The general partly attributed the number of trials against members of the military to the fact that the judicial system is basing the cases on the Truth and Reconciliation Commission report, which he said does not reflect the military’s version of what occurred during the civil war.

“The military have not yet told our side of the story. The Truth Commission report does not completely reflect the version of all of us who were directly involved,” he said.

“I was involved in the war. But we have not told our truth, maybe because we have not been good communicators,” he said.

But Gamarra said the Truth and Reconciliation Commission report contains the accounts of all of the parties to the war, including members of the armed forces. “The problem is that the army and the armed forces in general do not like to be investigated,” the activist said.

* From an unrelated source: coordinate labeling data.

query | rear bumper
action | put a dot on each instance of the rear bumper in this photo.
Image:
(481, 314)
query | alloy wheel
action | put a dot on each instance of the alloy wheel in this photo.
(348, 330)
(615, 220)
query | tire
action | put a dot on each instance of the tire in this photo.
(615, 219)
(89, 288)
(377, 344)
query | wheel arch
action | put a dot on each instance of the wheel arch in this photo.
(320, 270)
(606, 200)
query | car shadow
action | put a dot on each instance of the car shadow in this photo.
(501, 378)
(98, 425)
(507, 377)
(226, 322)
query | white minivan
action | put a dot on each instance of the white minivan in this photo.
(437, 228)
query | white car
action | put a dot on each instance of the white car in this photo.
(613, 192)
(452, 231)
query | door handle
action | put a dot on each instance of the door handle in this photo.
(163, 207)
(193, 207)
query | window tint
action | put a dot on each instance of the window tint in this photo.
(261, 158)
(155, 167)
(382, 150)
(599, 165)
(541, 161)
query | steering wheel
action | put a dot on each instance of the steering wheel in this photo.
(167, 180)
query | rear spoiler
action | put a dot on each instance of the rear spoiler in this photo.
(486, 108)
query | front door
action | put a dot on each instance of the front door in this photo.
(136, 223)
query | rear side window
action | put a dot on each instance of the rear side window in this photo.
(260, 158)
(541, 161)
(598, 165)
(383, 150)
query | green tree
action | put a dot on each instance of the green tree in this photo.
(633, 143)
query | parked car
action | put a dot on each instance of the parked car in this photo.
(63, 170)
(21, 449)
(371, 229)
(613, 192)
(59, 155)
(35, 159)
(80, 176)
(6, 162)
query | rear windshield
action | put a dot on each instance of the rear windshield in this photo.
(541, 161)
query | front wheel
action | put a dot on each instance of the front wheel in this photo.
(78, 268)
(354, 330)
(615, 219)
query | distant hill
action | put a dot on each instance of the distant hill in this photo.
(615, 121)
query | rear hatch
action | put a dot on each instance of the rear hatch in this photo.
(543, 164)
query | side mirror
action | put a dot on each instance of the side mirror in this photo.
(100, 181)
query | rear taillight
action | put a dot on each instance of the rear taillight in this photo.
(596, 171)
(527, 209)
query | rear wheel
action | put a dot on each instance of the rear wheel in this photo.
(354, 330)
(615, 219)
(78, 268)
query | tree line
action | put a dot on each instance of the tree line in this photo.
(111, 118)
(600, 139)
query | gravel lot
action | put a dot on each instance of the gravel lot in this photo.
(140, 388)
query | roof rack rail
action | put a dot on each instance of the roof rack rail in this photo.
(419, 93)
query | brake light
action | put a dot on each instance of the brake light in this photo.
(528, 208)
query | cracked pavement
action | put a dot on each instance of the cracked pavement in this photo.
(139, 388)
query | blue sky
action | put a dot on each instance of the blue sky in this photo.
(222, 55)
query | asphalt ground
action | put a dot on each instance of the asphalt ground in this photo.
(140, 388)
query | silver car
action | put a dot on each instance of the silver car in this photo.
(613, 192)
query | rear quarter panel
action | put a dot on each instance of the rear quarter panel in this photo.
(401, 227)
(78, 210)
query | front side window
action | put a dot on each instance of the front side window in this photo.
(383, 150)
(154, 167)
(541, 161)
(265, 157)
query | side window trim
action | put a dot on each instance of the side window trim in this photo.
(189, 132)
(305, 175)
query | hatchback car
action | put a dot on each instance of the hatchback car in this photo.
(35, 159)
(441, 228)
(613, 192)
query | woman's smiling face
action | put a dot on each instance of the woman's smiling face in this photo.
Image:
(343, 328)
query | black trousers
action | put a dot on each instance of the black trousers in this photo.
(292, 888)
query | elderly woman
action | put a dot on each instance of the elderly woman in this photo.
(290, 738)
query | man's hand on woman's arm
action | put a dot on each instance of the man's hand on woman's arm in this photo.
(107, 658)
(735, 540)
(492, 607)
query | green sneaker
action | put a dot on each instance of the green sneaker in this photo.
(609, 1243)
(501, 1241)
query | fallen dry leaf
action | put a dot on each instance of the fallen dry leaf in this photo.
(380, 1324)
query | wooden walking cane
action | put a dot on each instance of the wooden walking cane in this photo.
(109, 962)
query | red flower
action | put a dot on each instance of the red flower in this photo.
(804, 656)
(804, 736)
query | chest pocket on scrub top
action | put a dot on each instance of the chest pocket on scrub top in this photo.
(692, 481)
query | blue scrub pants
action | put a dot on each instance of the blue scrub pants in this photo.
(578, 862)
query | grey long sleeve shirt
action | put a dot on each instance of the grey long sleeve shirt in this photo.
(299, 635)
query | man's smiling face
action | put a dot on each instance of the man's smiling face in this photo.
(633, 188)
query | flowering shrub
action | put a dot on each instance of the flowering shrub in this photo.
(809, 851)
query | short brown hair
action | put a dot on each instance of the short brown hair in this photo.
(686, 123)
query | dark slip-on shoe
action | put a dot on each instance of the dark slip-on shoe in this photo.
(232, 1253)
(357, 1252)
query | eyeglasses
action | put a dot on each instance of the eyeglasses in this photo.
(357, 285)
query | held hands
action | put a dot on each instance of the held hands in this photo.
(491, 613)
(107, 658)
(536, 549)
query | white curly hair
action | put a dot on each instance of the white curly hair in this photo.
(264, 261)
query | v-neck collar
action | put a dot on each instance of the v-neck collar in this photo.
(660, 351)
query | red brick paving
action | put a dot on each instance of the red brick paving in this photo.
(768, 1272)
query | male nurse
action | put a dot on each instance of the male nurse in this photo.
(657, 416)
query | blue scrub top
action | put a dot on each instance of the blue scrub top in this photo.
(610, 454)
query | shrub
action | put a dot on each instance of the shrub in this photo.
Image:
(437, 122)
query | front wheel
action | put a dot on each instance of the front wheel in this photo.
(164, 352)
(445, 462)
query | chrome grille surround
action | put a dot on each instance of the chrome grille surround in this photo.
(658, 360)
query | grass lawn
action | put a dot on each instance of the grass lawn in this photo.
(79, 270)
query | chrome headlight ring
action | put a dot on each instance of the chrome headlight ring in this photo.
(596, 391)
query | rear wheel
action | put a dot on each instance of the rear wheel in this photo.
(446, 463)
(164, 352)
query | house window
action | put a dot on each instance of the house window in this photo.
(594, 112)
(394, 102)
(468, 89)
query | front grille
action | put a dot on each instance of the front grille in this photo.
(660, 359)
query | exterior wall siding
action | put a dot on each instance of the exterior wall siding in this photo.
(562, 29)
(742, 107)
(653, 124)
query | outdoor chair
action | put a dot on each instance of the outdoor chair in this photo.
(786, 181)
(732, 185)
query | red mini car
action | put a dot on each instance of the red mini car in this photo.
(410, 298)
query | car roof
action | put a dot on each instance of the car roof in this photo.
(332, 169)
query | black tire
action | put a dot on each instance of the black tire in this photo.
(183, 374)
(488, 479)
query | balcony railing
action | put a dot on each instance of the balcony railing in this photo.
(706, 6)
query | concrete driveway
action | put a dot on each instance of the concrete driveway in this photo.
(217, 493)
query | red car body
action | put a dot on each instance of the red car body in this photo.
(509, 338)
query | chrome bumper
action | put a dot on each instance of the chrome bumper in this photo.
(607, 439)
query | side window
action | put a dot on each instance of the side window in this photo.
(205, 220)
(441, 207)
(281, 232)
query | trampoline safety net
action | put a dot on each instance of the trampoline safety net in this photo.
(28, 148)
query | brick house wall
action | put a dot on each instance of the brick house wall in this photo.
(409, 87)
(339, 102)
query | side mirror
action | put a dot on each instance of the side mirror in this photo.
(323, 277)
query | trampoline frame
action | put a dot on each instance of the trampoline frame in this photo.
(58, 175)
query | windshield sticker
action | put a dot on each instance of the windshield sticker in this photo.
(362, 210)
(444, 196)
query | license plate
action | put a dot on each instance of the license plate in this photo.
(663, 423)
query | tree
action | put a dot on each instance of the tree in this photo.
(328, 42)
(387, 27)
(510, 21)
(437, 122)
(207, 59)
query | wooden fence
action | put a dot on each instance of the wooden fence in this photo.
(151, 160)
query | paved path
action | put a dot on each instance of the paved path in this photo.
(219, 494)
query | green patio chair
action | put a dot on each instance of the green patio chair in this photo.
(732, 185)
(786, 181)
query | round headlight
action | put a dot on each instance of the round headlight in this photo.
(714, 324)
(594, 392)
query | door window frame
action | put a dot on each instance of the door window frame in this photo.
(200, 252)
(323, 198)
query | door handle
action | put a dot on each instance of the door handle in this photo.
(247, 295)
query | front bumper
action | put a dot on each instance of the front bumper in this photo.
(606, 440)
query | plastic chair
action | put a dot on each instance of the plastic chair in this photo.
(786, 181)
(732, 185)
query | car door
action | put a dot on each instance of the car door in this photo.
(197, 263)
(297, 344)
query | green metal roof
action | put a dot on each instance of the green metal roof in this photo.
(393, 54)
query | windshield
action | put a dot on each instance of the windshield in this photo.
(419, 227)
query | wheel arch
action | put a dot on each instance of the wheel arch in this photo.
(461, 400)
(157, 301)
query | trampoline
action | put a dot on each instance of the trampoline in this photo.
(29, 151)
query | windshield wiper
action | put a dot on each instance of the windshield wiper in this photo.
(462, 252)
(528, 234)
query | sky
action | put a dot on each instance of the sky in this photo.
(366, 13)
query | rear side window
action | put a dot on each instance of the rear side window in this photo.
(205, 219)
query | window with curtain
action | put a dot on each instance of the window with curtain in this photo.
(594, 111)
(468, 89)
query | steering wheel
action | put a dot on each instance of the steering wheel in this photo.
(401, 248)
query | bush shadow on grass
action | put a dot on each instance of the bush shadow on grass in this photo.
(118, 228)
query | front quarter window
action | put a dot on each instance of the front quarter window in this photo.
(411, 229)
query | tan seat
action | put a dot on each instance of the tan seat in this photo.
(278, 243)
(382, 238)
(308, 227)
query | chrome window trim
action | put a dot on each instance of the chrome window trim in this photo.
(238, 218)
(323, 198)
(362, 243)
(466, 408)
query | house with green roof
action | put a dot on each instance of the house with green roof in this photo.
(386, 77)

“We recognise the hard work of the members of the armed forces in bringing about peace in the country, but they are public functionaries and as such they must be held accountable, whenever the authorities deem necessary. And they must provide the information requested, for the good of democracy and the rule of law,” he said.

The Truth and Reconciliation Commission held Sendero Luminoso responsible for 54 per cent of the nearly 70,000 deaths in the civil war, the MRTA for 1.5 per cent, and the armed forces for the rest.

Guibovich complained that the trials against members of the military who are currently fighting Sendero Luminoso in the Apurimac and Ene river valleys put them at serious risk.

“Dangerous helicopter flights are needed to remove them from the combat zones and transfer them to the courts, in order for them to give their statements,” he said. “We respect the courts, but it must also be understood that we are at war.”